Integrated Chemical-Biological Treatment of Benzo[a]pyrene

• Published in: Environmental science & technology Vol. 34; no. 5; pp. 854 - 862
• Main Authors: Zeng, Yu, Hong, P. K. Andrew, Wavrek, David A
• Format: Journal Article
• Language: English
• Published: Washington, DC American Chemical Society 01.03.2000
• Subjects: Applied sciences; Aromatic hydrocarbons; benzo(a)pyrene; BENZOPYRENE; Biochemical oxygen demand; Biochemistry; BIODEGRADATION; Biodegradation of pollutants; Biological and medical sciences; Biotechnology; Civil engineering; Environment and pollution; Environmental impact; ENVIRONMENTAL SCIENCES; Exact sciences and technology; FEASIBILITY STUDIES; Fundamental and applied biological sciences.
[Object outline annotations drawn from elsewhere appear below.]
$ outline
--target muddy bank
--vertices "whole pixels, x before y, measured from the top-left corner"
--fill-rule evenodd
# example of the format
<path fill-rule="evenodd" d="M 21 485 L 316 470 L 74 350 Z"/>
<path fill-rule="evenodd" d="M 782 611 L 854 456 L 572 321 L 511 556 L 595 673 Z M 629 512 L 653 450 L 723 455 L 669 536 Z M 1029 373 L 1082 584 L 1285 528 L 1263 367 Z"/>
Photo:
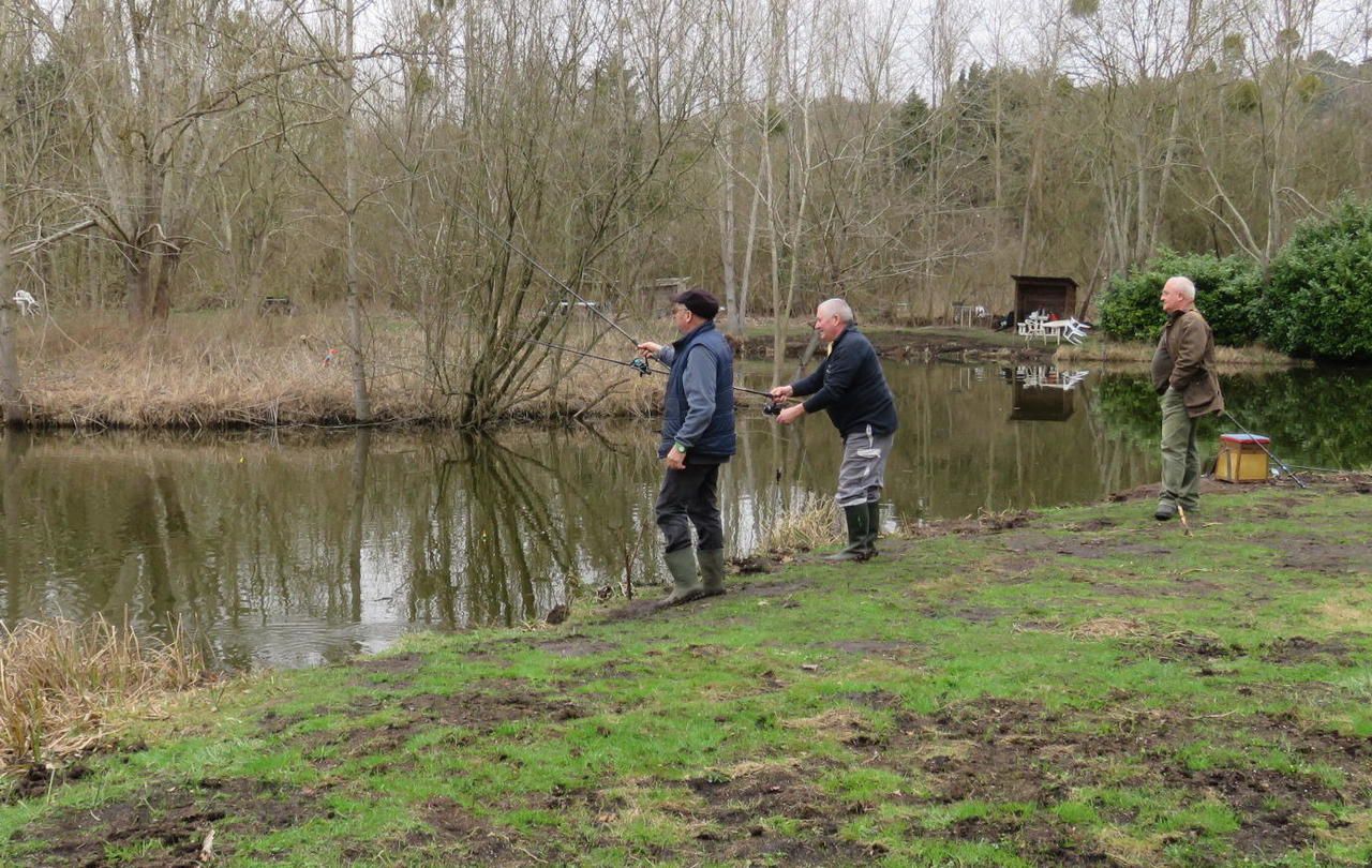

Psychology; Global environmental pollution; Industrial applications and implications. Economical aspects; Oxidation; Ozone; OZONIZATION; Pollution; Rate constants; REMEDIAL ACTION; Biodegradation; Reaction intermediate; Chemical analysis; Benzopyrene; Hydrocarbon; Biodegradability; Reaction product; Polycyclic aromatic compound; Ozonization; Pollution; Decontamination; Chemical treatment; Reaction mechanism; Environment; Qualitative analysis; Bioremediation; Aqueous solution; Quantitative analysis
• ISSN: 0013-936X; 1520-5851
• DOI: 10.1021/es990817w

Benzo[a]pyrene of natural and anthropogenic sources is one of the toxic, mutagenic, polycyclic aromatic hydrocarbons (PAHs) listed as priority pollutants. This study focuses on an integrated treatment of benzo[a]pyrene involving sequential chemical oxidation and biological degradation. The objectives are to (1) provide mechanistic details in the ozone-mediated degradation of benzo[a]pyrene in the aqueous phase, (2) test the biodegradability of resultant intermediates, and (3) test the feasibility for the coupled chemical-biological treatment of the five-ring PAH. Batch and packed column reactors were used to examine the degradation pathways of benzo[a]pyrene subject to ozonation in the aqueous phase. After different ozonation times, samples containing reaction intermediates and byproducts from both reactors were collected, identified for organic contents, and further biologically inoculated to determine their biodegradability. The O3-pretreated samples were incubated for 5, 10, 15, and 20 days; afterward biochemical oxygen demand (BOD), chemical oxygen demand (COD), and E. coli toxicity tests were conducted along with qualitative and quantitative determinations of benzo[a]pyrene, intermediates, and reaction products by GC/FID and GC/MS methods. Prevalent intermediates identified at different stages included ring-opened aldehydes, phthalic derivatives, and aliphatics. The degradation of benzo[a]pyrene is primarily initiated via O3-mediated ring-opening, followed by O3 and hydroxyl radical fragmentation, and ultimately brought to complete mineralization primarily via hydroxyl radicals. Intermediates formed during chemical oxidation were biodegradable with a measured first-order rate constant (k 0) of 0.18 day-1. The integrated chemical-biological system seems feasible for treating recalcitrant compounds, while pretreatment by chemical oxidation appears useful in promoting soluble intermediates from otherwise highly insoluble, biologically inaccessible benzo[a]pyrene.